محل انتشار: پنجمین کنفرانس بین المللی زلزله شناسی و مهندسی زلزله

تعداد صفحات: ۹

نویسنده(ها):

Ghateh – (M. Sc). International Institute of Earthquake Engineering and Seismology
Shafiee – (Ph. D). International Institute of Earthquake Engineering and Seismology

چکیده:

Compacted aggregate-clay mixtures are successfully used as the core of embankment dams. These materials are usually broadly graded and encompass clay as the main body, and sand, gravel, cobble and even boulder which are floating in the clay matrix. The objective of this paper is to develop a mathematical model for predicting the cyclic deformation properties of aggregate-clay mixtures tested previously by Jafari and Shafiee (2004). A mathematical modeling, which has been shown to have some degree of success, is based on the data alone to determine the structure and parameters of the model. The technique is known as artificial neural networks (ANNs) and is well suited to model complex problems where the relationship between the model variables is unknown.

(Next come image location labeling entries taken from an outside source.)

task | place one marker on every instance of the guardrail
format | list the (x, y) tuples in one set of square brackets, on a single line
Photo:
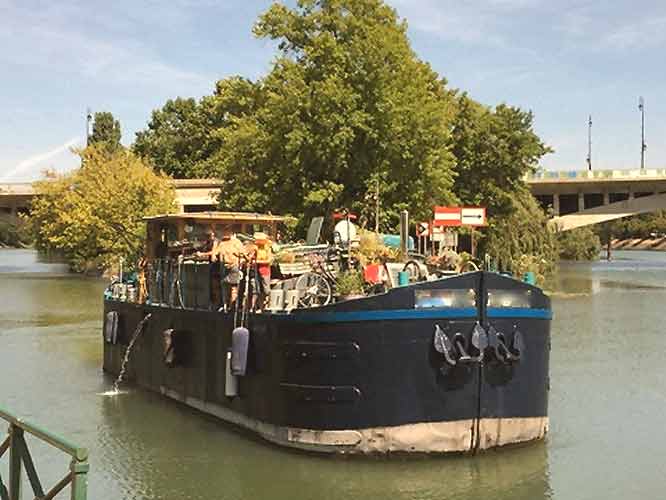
[(20, 458), (573, 175)]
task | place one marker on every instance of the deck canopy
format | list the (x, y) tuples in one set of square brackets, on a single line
[(180, 232)]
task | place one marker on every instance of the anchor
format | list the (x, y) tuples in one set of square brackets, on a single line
[(504, 353), (458, 351), (444, 346)]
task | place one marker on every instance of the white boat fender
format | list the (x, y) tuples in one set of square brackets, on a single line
[(111, 327), (240, 340)]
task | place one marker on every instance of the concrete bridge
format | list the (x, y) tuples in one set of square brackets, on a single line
[(583, 198), (576, 198)]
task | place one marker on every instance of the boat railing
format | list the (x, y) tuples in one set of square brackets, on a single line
[(21, 459)]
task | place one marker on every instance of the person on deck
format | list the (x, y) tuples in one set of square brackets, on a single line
[(210, 251), (230, 251)]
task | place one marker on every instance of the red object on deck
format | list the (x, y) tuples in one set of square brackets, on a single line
[(373, 273)]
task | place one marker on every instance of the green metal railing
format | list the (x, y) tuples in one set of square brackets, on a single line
[(20, 458)]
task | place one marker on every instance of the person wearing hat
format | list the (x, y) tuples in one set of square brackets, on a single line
[(264, 258), (230, 251), (211, 253)]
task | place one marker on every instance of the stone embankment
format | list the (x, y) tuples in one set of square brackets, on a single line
[(639, 244)]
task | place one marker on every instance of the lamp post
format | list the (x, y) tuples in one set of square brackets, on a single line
[(88, 125), (641, 108), (589, 144)]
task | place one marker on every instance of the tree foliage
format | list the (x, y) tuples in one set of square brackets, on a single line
[(522, 240), (347, 106), (348, 111), (106, 132), (93, 215)]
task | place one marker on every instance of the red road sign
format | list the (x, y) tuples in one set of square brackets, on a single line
[(447, 216), (459, 216), (473, 216)]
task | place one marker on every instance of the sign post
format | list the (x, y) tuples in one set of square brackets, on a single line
[(447, 217)]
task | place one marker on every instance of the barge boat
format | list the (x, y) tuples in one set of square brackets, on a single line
[(457, 364)]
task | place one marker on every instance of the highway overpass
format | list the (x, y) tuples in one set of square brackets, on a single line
[(582, 198), (576, 198)]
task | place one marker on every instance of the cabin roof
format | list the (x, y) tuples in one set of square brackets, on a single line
[(247, 217)]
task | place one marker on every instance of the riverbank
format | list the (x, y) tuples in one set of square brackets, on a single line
[(639, 244)]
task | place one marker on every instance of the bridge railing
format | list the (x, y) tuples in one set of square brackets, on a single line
[(579, 175), (20, 459)]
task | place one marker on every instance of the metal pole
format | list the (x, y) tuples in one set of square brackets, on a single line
[(88, 126), (589, 144), (641, 107), (79, 471), (16, 433), (377, 207)]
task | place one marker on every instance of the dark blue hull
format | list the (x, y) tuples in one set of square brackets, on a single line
[(454, 365)]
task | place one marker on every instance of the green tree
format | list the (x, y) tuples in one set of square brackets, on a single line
[(522, 240), (184, 134), (346, 104), (106, 131), (494, 149), (93, 215)]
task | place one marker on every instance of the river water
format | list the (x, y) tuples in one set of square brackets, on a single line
[(607, 439)]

A neural network is a massively parallel distributed processor made up of simple processing units, which has a natural propensity for storing experiential knowledge and making it available for use.
Over the last few years, the use of artificial neural networks (ANNs) has increased in many areas of engineering. In particular, ANNs have been applied to many geotechnical engineering problems and have demonstrated some degree of success. A review of the literature reveals that ANNs has been used successfully in pile capacity prediction, modeling soil behavior, liquefaction, etc. In this paper two MLP models with different architectures are utilized for predicting damping ratio, shear modulus and pore pressure of aggregate-clay mixtures. The reliability of the models is tested using cross validation technique. The data used for training the networks is based on the laboratory tests for determining the dynamic properties of aggregate-clay mixtures. Finally the importance of each input parameter is determined using Garson’s approach.